Interest high in Social Work Program
Bo Walker, Bo Walker (President, TN NASW),
Shirley Clark (Coordinator of CSTCC Human Svcs.
Specialist Program), Dr. Fannie Hewlett (CSTCC
Vice President for Academic Affairs), Jana Pankey
(Coordinator of Human Svcs/Social Work Option
program at Cleveland State)
A meeting held recently to stimulate interest in social work drew an enthusiastic response from students pursuing a career in the field. More than 60 students attended the gathering co-hosted by the UTC Social Work Program, Chattanooga State Technical Community College, Cleveland State Community College, Southern Adventist University, and the Southeast Tennessee Branch of the National Association of Social Workers. New faculty in the UTC Social Work program discussed the curriculum planned for the recently revitalized program.

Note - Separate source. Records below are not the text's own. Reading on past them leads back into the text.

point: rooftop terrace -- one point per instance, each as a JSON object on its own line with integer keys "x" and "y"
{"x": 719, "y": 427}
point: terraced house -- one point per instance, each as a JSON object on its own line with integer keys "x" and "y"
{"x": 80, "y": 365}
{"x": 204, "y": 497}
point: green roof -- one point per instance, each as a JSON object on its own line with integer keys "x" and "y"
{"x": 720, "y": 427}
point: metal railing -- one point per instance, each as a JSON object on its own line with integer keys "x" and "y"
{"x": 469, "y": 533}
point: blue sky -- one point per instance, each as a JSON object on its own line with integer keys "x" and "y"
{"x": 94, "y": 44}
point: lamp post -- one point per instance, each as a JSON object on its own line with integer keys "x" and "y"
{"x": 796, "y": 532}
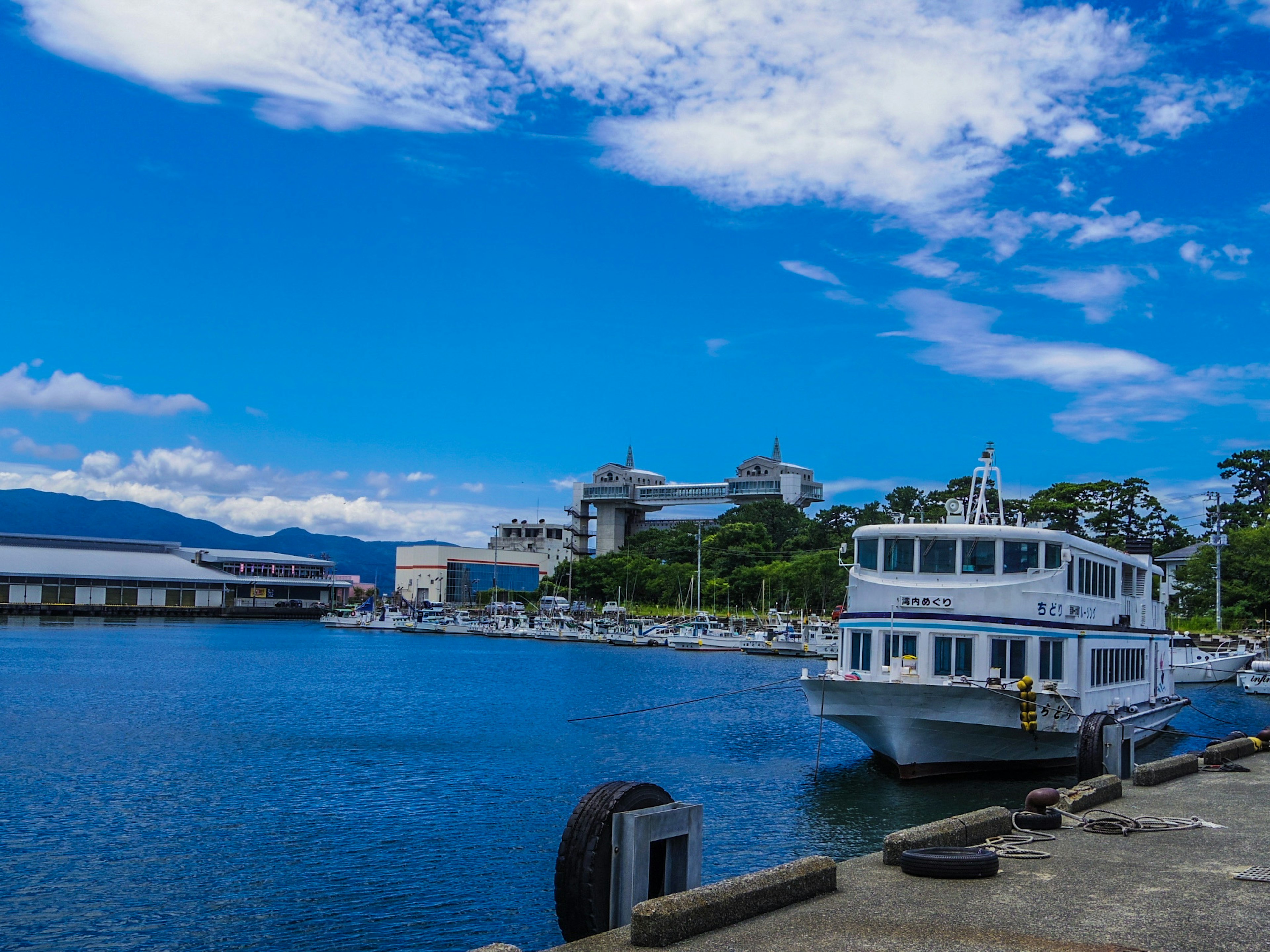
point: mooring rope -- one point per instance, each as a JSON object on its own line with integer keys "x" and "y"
{"x": 681, "y": 704}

Many students in the two-year programs at Chattanooga State and Cleveland State spoke with Valerie Radu, Coordinator of the UTC Social Work program, who joined the University faculty in July.
“I am very excited about the innovative curriculum that we are developing at UTC that will be rolled out in June of 2006,” said Radu. “We want to not just train future social work professionals, but we want to do it in a way that is creative, hands-on and reflective of the emerging movement towards more competency-based learning in higher education.”
Liz Dunbar, Faculty, Southern Adventist University
and Dorothy Jordon, SAU/CSTCC Consortium Student
Professionals representing a variety of local organizations participated, including Chattanooga CARES, Tennessee Department of Children’s Services, Hospice of Chattanooga, Alexian Brothers PACE Program, Southeast Tennessee Office on Aging and Disability, Child Advocacy Center, Fortwood Center, Hamilton County Health Department, and those in private practice. The event gave professionals an opportunity to share why they feel social work is a positive career choice. Students then interacted one-on-one with the social workers to ask questions and explore more about specific areas of social work practice.
“As a geriatric clinical social worker who has practiced for many years in Chattanooga before pursuing a teaching career, I know first-hand the need for trained, competent, professional social workers who have the necessary skills to work with individuals, families, groups, and organizations to find creative solutions to the complex social issues in our community,” said Radu.
In January, UTC will work with Chattanooga State and Cleveland State to develop an articulation agreement between those schools’ social work programs.“An articulation agreement will result in a smooth process for transferring credits so that students can complete a Bachelors of Social Work degree at UTC,” said Radu.